Sometimes it works out well, you get a game like Spider-Man that does a good job of following the basic plot of the film but diverges greatly by adding breadth to the story and play time (having Bruce Campbell guide you through the tutorials didn’t hurt either). Then there are games like The Scorpion King, which turn out as mediocre as the movie, if not worse.
What really bothers me, though, are games that just follow the plot of the movie without any differences, which if you couldn’t tell was my whole problem with Harry Potter, because if you are that doggedly faithful to the plot, dialogue, etc of a book then what’s the point of spending the $7.00 to go see it in the first place. By the same note games being what they are today why spend the $50.00 to experience the same plot as the movie you just saw.

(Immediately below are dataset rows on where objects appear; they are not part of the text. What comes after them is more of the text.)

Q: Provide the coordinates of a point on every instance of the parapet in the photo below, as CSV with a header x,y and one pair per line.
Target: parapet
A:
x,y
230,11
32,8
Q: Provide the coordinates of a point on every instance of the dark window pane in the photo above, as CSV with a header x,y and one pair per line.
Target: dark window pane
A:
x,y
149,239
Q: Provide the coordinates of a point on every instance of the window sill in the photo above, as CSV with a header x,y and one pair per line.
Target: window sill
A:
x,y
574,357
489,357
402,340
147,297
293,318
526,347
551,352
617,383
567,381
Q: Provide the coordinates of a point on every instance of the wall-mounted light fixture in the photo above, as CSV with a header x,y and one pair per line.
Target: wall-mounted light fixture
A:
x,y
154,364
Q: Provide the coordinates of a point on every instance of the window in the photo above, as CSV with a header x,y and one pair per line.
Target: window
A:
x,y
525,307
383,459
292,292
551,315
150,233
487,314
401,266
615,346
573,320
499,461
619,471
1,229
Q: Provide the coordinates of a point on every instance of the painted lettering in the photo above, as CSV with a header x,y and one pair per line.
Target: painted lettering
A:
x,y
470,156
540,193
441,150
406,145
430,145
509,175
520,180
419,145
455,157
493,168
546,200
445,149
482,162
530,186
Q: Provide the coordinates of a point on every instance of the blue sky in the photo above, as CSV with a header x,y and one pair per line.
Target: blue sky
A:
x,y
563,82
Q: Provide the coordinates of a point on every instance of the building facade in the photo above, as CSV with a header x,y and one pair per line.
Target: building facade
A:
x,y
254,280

Even worse, you risk blowing big plot twists to audiences before they even see the movie. Anyone think the “Vader revelation” would have been as big as it was if everyone had found it out a month beforehand? It may have made Allen Dean Foster rue his choice in plot earlier I know that, but as a story, video games have not been very effective until recently, so let the movie tell the plot and build public acclaim before you try to cash in on it.
That’s the biggest problem with all of this. Instead of trying for an effective retelling of the film or comic, or what have you, there is just a rote copying of the source material. What makes a movie adaptation of a novel is not only how faithful it is to the source, but also where and how it takes liberties in order to bring the audience into the story. It’s amazing how much tolerance fans have for stretching the usual bounds of cherished characters and scenes if the heart is kept the same.

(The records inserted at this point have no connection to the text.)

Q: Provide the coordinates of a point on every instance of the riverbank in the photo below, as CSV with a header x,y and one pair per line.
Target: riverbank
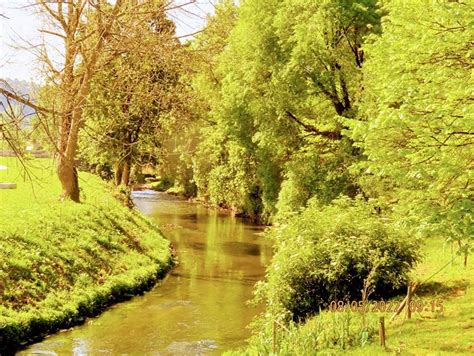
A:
x,y
62,262
446,331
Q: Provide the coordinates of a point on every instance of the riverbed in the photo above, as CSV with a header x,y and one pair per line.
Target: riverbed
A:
x,y
199,308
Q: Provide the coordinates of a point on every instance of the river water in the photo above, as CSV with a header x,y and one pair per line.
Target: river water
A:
x,y
199,308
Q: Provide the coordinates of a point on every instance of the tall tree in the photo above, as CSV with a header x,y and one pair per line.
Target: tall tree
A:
x,y
419,129
136,96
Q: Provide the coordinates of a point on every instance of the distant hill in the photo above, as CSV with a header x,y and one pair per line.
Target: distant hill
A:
x,y
21,87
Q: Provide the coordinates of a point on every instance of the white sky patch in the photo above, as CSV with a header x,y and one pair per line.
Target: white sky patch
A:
x,y
19,25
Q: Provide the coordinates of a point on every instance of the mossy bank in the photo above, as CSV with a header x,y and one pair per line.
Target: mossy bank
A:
x,y
61,262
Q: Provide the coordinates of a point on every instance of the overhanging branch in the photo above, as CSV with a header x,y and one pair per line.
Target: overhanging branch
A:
x,y
332,135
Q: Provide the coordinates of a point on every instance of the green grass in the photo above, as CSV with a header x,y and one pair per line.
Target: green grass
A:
x,y
61,261
450,332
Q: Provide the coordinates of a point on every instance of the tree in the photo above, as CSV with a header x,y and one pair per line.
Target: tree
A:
x,y
418,133
282,93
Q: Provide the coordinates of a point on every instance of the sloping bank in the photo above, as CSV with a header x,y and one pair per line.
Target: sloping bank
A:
x,y
61,262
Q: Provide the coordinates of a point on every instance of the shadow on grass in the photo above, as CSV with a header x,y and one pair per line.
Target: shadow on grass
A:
x,y
430,289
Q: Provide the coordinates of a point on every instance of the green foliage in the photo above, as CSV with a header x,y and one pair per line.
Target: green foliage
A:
x,y
328,332
418,132
62,261
330,253
272,93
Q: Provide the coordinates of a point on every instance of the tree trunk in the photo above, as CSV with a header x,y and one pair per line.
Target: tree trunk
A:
x,y
126,173
67,174
118,173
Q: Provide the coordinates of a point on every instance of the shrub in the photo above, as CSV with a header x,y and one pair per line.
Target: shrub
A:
x,y
327,253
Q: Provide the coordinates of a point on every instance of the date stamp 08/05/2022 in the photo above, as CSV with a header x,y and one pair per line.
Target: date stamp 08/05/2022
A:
x,y
416,306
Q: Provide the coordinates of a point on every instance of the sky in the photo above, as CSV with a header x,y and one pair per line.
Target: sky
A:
x,y
19,32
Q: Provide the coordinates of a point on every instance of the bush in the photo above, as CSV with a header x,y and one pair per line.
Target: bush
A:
x,y
327,253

Look at the Ultimate X-Men comic series, or the Batman movies (not Joel Schumacher’s versions, I mean good God someone get that man some style and some common sense- a motorcycle race that wasn’t going to be finished?). The best examples are stories that keep the soul of the characters and relationships fairly true, but have an original plot; the Buffy game, and Smallville are exactly what I mean. Of course, good play control and graphics never hurt anything, since we are talking about video games, and Lucas Arts sound quality just makes things sweeter.
In short everyone wants to fly Superman through Metropolis, or lead Aragorn, Legolas, and Gimli across Middle-Earth, or better yet pilot Rogue One down the maw of the Death Star. Hell, I still want to break Eva-01 out on some rogue Angles, but that’s not going to happen in this country any time soon. Everyone has favorites and wants to low ride alongside them, cruising the strip for girls and beating a few heads. An untrained troglodyte has enough sense to see that. What earns you a gold star is slapping some funk on it, so the colors shine, the sound shimmies, and you don’t have struggle to strut your turkey.